Nation et indépendance, le catalanisme en question (3)

Le bref résumé de situation qui a été brossé dans les deux derniers numéros ayant pour objectif de replacer le catalanisme dans son contexte, passons à l’interprétation.

La principale difficulté à laquelle se heurtent ceux qui désirent obtenir leur indépendance réside dans le vide juridique qui entoure la notion de droit à l’autodétermination ou droit des peuples à disposer d’eux-mêmes. Ce principe, qui prend naissance à la fin de la première guerre mondiale et est réaffirmé à l’article 1 alinéa 2 de la Charte des Nations unies de 1945, est vidé d’une partie de sa substance pour deux raisons: la première est le flou qui entoure la définition de ce qu’est un peuple et la deuxième réside dans le principe supérieur  de l’intégrité du territoire, qui limite celui de l’autodétermination.
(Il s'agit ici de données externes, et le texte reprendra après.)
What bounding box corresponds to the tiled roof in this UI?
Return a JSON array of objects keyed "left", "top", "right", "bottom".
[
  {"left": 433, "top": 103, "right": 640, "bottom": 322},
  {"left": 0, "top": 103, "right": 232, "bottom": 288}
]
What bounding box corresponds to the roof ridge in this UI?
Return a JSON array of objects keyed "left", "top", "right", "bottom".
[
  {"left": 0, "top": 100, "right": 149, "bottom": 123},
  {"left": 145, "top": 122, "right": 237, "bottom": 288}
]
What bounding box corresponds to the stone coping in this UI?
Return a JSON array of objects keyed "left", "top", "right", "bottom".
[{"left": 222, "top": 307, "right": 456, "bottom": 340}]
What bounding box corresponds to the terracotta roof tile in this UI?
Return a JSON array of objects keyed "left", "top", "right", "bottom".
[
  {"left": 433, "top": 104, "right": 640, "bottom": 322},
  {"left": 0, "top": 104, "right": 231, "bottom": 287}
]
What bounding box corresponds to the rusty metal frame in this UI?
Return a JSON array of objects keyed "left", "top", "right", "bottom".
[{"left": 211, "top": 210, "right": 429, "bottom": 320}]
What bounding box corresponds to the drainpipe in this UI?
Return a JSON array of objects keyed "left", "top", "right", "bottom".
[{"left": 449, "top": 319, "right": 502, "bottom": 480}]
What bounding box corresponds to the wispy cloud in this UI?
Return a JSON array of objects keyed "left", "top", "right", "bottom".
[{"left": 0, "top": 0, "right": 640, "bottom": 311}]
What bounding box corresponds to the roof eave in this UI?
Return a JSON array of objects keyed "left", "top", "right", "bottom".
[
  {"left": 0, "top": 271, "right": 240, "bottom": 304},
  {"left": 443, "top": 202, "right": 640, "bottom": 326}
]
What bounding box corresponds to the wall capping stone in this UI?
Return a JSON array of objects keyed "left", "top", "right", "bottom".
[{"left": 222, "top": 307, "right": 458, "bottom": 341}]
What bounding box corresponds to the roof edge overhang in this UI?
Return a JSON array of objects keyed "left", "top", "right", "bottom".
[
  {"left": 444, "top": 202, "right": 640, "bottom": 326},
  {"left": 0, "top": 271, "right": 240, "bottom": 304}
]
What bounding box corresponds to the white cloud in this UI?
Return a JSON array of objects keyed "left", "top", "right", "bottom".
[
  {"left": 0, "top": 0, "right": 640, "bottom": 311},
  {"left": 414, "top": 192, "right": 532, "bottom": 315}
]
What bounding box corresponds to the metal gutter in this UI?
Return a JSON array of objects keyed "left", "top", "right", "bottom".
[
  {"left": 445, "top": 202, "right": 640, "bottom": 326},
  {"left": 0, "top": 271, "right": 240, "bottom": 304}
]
En lui-même donc, le droit des peuples à disposer d’eux-mêmes est une coquille vide, déclaration d’intention destinée principalement à permettre aux anciennes colonies de s’émanciper, mais surtout pas à favoriser les velléités sécessionnistes.
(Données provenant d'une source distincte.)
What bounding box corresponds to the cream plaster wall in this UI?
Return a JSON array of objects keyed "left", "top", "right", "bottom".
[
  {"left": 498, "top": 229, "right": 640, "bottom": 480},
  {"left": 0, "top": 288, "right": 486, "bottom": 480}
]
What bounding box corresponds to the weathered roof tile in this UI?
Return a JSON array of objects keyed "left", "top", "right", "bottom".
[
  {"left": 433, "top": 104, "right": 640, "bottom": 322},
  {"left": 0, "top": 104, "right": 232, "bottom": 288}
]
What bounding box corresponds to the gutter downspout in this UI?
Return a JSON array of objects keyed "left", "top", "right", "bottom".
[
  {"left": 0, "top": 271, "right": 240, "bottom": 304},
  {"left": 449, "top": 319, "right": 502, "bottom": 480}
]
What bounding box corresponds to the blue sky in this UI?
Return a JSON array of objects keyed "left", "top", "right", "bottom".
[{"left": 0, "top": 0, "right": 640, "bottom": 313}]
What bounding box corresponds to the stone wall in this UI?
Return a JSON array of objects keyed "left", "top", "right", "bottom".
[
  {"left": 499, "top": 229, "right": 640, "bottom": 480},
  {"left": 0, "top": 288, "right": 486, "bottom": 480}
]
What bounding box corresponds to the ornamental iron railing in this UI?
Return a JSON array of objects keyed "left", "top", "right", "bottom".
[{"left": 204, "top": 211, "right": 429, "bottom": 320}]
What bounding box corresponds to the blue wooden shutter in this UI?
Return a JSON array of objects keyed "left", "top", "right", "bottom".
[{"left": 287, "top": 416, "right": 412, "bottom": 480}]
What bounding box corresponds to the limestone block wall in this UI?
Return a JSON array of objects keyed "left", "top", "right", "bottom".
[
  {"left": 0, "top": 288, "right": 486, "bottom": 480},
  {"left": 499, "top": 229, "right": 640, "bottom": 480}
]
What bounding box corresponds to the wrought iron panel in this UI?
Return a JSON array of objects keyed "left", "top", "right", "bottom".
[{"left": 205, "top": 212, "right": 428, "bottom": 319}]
Ne pouvant s’appuyer sur des principes juridiques solides, les indépendantistes doivent se rabattre sur un combat essentiellement politique, hasardeux et compliqué s’il en est, surtout dans un système de démocratie parlementaire. Dans le cas qui nous occupe, le gouvernement  catalan joue avant tout la carte démocratique, arguant que, en tant que représentant du peuple catalan, il remplit le mandat confié par la rue, lors des manifestions des dernière diades1, en cherchant par tous les moyens à obtenir le droit à un référendum sur le droit à l’autodétermination. Notez bien qu’on ne parle pas de déclaration d’indépendance, uniquement de la possibilité de poser la question aux habitants comme cela fut fait en Ecosse l’année dernière. Les Catalans veulent s’exprimer dans les urnes. Pour ce faire, le parlement catalan vote des lois qui lui permettent de convoquer un référendum, lois qui sont attaquées devant le tribunal constitutionnel qui les annule. On répond par les tribunaux aux aspirations politiques, le dialogue est impossible car il ne se situe pas sur le même niveau.
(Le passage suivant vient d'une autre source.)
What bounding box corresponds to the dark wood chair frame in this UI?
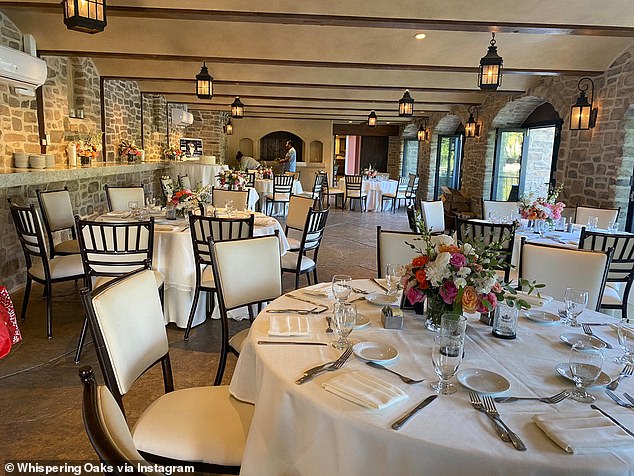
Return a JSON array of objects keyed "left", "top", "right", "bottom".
[
  {"left": 282, "top": 208, "right": 330, "bottom": 289},
  {"left": 81, "top": 270, "right": 240, "bottom": 474},
  {"left": 7, "top": 198, "right": 84, "bottom": 339},
  {"left": 579, "top": 226, "right": 634, "bottom": 319}
]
Qu’en est-il du point de vue du gouvernement central? Comme il se doit, il se pose en garant de l’unité de l’Espagne et n’entre pas en matière sur une éventuelle négociation. Cette attitude qui, bien que particulièrement mal perçue en Catalogne et contribuant probablement à la montée de l’indépendantisme radical ces dernières années, pourrait en réalité se révéler une habile stratégie de la part de Mariano Rajoy et de ses collègues. En effet, lorsqu’en 2011 le Parti populaire gagne les élections générales et la majorité absolue au parlement espagnol, le pays se trouve virtuellement en faillite et les mesures à prendre pour relever la barre seront douloureuses. Les circonstances sont donc favorables à la croissance de l’indépendantisme, qui se nourrit, entre autres,  de l’espoir qu’un changement radical apporte une amélioration de la situation. Le seul recours qui restait donc au nouveau chef du Gouvernement était de faire la sourde oreille en attendant que passe la tourmente économique et que le ciel se dégage, ce qui est en train de se passer. Or il est probable que cette stratégie porte ses fruits, les derniers sondages montrant un léger essoufflement du sentiment indépendantiste; le peuple ne fait pas la révolution lorsque la soupe est servie.

Quelles perspectives pour les années à venir? Quoi qu’il arrive maintenant, la Catalogne continuera à revendiquer plus d’autonomie et de compétences, comme le font un certain nombre d’autres communautés autonomes, ce qui pourrait amener un changement important dans l’organisation de l’Etat espagnol. Lorsque le gouvernement catalan de CiU2 décida de prendre le train de l’indépendantisme après la diada de 2012, le parti socialiste de Catalogne (PSC) sortit de son chapeau une proposition fédéraliste qui ne convainquit personne. Le parti, qui est directement affilié au Parti socialiste espagnol (PSOE) et venait de perdre les élections autonomiques, semblait chercher une façon de ménager la chèvre et le chou, démontrant son souci des intérêts des Catalans, sans froisser la maison mère. A ce moment-là, la proposition tombait à plat et les esprits échauffés ne pouvaient se contenter d’une demi-mesure. Mais demain, une fois la poussière de la bataille retombée, la solution fédéraliste pourrait bien être la plus simple à mettre en place et celle qui satisfera la majorité des intervenants, chacun pouvant la revendiquer comme une victoire politique, ce qui en démocratie reste malheureusement le principal objectif de nos dirigeants.

Michel Paschoud

1 Diada: fête nationale catalane ayant lieu le 11 septembre.